Обновляя авангард: система эвристик для его понимания - страница 4



В текущем исследовании таким явлением будет авангард.

Мы покажем, что в появлении и развитии авангарда нет никакой исторической тайны, что это явление закономерное и внутренние процессы в нём также закономерны. А приёмы, позволившие представителям авангарда изменить искусство, не являются уникальными. Они отвечают известному набору эвристик, на чём мы остановимся специально. Для упрощения личность авангардиста – вне зависимости от области, в которой он работает, – далее мы будем называть новатором или использовать сокращение ТЛА, т.е. «творческая личность – авангардист».
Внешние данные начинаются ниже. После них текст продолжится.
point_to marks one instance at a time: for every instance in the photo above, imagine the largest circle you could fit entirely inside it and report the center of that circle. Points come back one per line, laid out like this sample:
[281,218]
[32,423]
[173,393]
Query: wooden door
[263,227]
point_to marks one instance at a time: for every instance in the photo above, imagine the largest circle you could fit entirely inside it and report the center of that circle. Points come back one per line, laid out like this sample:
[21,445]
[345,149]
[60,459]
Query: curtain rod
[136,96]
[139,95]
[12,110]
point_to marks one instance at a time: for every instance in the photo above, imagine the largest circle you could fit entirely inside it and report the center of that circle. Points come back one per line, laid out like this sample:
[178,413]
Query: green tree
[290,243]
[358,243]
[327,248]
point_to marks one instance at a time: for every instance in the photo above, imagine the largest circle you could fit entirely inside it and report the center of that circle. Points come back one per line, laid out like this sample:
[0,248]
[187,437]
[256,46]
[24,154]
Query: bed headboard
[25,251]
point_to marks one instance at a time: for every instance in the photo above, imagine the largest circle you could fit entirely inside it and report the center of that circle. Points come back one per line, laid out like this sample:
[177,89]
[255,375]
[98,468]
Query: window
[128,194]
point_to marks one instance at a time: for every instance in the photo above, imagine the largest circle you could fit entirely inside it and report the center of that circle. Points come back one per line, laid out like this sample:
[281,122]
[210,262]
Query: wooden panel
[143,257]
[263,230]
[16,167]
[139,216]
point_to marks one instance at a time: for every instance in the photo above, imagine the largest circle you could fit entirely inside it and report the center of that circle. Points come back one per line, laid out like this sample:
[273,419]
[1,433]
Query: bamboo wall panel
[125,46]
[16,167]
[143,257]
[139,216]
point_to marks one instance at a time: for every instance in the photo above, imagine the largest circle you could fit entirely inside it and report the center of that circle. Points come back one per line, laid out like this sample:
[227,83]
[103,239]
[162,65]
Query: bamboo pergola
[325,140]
Собственно, как это принято в СА и ТРИЗ, мы уже начали конкретизировать проблемную ситуацию S*, в которой началось авангардное движение. И сформулировали базовое противоречие в рамках этой ситуации. В формате АП оно звучит так: ясно, что старые средства репрезентации мира искусством больше не отражают во всей полноте ситуацию модерна (S*), но не ясно, что́ с этим делать.

В терминах системного анализа эта коллизия – противоречие между сложившейся практикой создания образцов искусства и внешней по отношению к ней средой. Или, если записать это противоречие в терминах СА, то оно означает: отношения между системой и надсистемой не согласованы и не ясно, как добиваться согласования. Но то, что противоречие осознано, уже хорошо! С этого начинается почти всякая творческая работа, неважно в рамках каких целенаправленных практик человека она осуществляется.
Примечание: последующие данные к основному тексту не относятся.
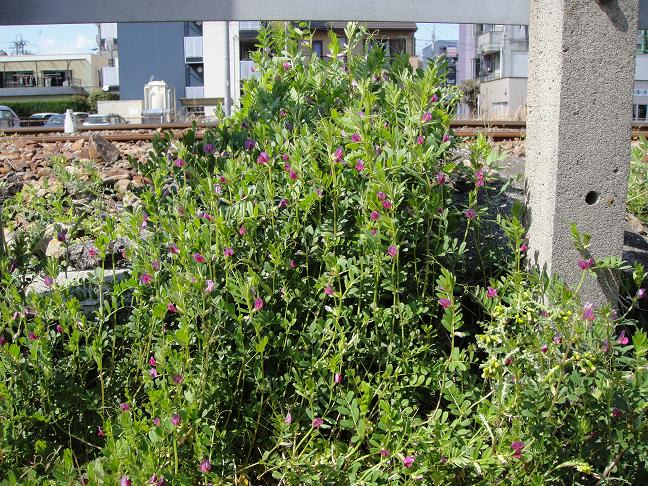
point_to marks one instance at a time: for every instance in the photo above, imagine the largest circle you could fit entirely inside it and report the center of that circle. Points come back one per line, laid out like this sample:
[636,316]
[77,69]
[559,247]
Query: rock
[100,148]
[55,249]
[121,186]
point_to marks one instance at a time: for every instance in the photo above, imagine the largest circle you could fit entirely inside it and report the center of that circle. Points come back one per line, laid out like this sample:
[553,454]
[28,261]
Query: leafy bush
[24,109]
[300,312]
[99,95]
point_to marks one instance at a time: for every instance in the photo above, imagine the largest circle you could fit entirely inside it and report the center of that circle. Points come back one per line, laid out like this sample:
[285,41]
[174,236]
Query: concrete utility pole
[228,73]
[581,76]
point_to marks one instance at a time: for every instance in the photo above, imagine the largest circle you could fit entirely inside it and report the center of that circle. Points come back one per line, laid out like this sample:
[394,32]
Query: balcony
[490,42]
[193,50]
[248,71]
[194,92]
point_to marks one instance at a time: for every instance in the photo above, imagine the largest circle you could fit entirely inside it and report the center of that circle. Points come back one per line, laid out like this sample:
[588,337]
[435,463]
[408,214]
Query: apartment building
[41,77]
[194,58]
Но если копнуть поглубже, то несогласованность обусловлена не только устаревшей практикой создания образцов искусства, но и тем, что меняется мировосприятие городского жителя. Теперь он видит мир иначе, чем средневековый пахарь, и поэтому ему уже могут потребоваться некоторые пояснения о том, что́ демонстрируют ему средневековые картины и тем более – античные фрески12. Иначе говоря, классическое искусство адекватно зрителю в случае, когда совпадают их картины мира. В результате религиозный зритель смотрит на полотно религиозного содержания и понимает сюжетную подоплёку изображённой сцены. Но если такой зритель попадает в реальность модерна, тем более – в экстремальные условия, то происходит рассогласование, которое нужно преодолеть. Во времена машинизации, войн и урбанизации героями сюжета картины могут стать сами машины. А ангелы, свободно парящие в облаках, изображённых на полотнах с религиозными сюжетами, должны начать двигаться, вписываясь в новую реальность. Что, в частности, отражено на рис. 2.1.
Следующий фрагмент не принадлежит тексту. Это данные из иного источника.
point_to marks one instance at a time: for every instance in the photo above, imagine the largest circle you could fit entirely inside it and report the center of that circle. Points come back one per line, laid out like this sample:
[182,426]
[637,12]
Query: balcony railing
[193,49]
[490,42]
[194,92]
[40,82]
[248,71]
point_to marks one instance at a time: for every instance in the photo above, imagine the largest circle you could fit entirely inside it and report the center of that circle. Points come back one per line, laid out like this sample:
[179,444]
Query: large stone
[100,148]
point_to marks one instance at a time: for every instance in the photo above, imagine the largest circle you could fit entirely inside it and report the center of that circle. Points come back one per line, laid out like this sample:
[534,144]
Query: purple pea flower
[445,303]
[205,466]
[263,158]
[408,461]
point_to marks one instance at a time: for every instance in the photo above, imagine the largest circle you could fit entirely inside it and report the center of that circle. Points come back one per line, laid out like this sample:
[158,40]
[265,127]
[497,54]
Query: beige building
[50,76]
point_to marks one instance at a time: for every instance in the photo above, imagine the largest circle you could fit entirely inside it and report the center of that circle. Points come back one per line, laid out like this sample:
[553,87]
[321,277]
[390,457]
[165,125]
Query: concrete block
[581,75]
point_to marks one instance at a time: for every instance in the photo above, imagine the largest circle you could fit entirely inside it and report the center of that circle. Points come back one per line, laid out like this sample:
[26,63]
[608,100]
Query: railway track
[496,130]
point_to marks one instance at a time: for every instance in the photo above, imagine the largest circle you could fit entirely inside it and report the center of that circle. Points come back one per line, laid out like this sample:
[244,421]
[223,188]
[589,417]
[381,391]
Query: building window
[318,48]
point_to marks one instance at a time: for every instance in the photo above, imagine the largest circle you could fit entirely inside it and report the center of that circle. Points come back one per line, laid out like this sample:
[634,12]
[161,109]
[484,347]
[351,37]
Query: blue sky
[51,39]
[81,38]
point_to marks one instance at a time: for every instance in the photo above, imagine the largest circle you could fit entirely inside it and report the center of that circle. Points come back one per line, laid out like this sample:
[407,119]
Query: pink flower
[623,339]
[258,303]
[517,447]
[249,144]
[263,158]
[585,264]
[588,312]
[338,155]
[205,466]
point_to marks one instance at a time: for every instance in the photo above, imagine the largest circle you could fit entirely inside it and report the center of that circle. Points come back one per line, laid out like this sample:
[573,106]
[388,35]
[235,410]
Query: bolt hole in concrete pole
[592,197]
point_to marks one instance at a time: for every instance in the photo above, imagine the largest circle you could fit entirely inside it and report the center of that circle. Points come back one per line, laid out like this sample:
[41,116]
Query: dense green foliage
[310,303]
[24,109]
Модерн изменил картину мира горожанина. Поэтому искусство должно было найти новые средства выражения этой картины мира и согласиться на восприятие этой картины и сотворчество в её создании с другими участниками общественной жизни! И, может быть, где-то её расширить эстетически. В противном случае XX столетие стало бы веком стагнации, о чём, поддавшись декадентскому настроению, писал один из венских теоретиков искусства: «Дух нашего века не способен найти собственный путь. У этого столетия нет своеобычного выражения мыслей и чувств. Творческая мысль, перегруженная знаниями о прошлом, словно утомилась и зашла в тупик. Казалось, что „всё уже было“, приходилось пользоваться историческими формами искусства» [37, с. 68]. Недаром аллегорические образы на фасадах зданий, украсившие столицу Австро-Венгрии, включали не только банальные фигуры Веры, Надежды и Любви, позаимствованные у классиков итальянского искусства, но также и Правосудие, Постоянство и Пример.